Digging behind his headboard, he found his copy of Nora’s
newest novel. He hadn’t read this one yet. He’d been forcing himself to wait
until school was out so he could properly enjoy it. Propping himself up on his
pillows, Michael started to flip through to the first page. On the way he
stopped at the dedication and looked for Nora’s usual secret message to Father
S.
Michael’s eyes widened a little when he saw the dedication
page.
To W.R. Many waters…
Michael furrowed his brow at the message.
Who the hell was W.R.?
* * *
It took a lot of money to impress Nora Sutherlin. She
had enough money of her own to not think very highly of it. And she’d had enough
wealthy clients, very wealthy clients and stratospherically wealthy clients and
acquaintances, and seen their homes, at least their bedrooms, to know there was
more elegance and beauty in Søren’s rectory than in all their mansions
combined.
But at her first glimpse of Griffin’s house, farm,
estate…dukedom, she couldn’t hold back a flabbergasted, “Holy shit, Griff…”

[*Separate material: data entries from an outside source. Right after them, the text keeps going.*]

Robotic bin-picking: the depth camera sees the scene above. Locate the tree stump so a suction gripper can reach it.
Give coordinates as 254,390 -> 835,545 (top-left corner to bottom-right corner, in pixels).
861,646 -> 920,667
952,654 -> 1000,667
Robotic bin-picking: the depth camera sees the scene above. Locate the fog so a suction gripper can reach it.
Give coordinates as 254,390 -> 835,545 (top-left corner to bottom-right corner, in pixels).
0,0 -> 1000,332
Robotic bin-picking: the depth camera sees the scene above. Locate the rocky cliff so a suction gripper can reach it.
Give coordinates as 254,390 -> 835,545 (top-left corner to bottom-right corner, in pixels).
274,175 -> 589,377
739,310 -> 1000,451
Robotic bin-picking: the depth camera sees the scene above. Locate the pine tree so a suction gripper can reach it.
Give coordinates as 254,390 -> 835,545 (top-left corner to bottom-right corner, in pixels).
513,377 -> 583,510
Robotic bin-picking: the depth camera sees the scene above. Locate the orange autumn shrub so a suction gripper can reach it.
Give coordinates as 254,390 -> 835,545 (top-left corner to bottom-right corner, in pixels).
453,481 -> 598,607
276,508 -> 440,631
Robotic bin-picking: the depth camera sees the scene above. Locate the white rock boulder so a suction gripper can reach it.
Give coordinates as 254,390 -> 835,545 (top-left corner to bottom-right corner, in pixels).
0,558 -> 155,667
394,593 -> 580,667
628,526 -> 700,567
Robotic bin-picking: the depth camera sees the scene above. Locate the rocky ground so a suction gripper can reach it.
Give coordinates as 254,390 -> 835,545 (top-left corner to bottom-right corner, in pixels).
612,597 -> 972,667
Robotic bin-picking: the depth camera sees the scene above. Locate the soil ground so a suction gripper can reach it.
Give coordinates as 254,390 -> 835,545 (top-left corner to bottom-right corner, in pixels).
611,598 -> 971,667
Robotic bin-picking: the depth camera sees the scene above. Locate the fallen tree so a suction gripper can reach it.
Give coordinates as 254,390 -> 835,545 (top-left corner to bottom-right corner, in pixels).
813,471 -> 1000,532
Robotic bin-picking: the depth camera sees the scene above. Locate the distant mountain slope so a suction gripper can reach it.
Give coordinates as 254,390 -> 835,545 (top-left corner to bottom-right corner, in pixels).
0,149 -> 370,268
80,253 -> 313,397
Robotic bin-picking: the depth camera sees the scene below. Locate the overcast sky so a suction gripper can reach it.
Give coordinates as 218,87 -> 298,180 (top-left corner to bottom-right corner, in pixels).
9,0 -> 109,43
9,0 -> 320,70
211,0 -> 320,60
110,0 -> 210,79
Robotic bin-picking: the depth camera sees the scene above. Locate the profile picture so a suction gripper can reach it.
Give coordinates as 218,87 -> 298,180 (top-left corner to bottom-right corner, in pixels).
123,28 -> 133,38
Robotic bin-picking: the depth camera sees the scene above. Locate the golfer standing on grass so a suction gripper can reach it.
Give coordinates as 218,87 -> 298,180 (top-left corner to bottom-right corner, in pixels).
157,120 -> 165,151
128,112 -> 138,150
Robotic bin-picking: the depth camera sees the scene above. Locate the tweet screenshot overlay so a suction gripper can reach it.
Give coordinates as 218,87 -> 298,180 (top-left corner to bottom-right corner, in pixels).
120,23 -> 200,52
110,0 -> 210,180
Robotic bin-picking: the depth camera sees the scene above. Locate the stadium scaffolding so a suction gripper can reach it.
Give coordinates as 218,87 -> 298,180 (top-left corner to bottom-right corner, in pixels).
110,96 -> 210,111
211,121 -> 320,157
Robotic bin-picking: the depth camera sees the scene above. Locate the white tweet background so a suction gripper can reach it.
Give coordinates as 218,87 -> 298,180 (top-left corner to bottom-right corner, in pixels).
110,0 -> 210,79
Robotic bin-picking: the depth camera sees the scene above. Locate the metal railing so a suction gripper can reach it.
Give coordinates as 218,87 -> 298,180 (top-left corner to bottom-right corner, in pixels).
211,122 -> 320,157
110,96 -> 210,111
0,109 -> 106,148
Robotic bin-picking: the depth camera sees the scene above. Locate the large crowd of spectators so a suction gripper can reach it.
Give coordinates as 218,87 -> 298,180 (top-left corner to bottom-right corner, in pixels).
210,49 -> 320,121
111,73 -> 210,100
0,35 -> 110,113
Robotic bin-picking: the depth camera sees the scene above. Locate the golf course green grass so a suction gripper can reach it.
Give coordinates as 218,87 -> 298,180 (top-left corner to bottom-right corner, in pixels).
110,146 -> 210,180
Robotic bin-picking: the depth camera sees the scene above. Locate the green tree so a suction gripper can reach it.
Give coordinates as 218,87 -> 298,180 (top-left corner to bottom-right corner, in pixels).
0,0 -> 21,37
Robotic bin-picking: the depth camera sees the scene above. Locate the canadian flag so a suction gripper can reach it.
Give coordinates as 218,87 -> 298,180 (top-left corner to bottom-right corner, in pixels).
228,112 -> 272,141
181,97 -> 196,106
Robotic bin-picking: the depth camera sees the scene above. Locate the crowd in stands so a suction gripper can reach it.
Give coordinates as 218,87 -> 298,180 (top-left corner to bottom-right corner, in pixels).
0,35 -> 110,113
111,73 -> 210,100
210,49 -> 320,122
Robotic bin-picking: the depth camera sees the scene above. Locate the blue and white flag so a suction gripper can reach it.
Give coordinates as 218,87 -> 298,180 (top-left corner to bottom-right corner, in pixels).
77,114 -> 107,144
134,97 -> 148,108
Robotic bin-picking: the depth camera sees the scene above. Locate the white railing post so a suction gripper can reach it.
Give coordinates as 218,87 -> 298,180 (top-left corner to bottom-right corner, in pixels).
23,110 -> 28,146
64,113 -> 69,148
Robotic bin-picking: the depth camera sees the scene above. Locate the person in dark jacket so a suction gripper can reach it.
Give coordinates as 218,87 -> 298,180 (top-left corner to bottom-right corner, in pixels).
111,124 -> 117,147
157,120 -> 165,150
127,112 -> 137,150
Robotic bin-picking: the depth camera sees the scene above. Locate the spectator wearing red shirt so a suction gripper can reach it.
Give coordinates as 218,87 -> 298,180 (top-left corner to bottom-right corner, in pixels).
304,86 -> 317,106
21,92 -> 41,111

Nora double-checked her GPS to make sure she hadn’t ended up in
Scotland by mistake. Soft rolling hills lay back under sheets of softest green.
A white fence ran the length of the fore and back land. And the house—Greek
Revival with a touch of medieval castle—rose up proudly, straining across her
field of vision. No wonder Griffin had been haunting The 8th Circle less these
days. Now that he had installed himself in this secluded Wonderland, he had a
private playground of his very own.
She drove up to the massive gate—wrought iron and guarded by
two stone griffins on either side. It seemed Griffin had been named for the
family avatar.
Nora pressed the call button on the intercom. She’d expected to
hear the voice of a servant or security guard.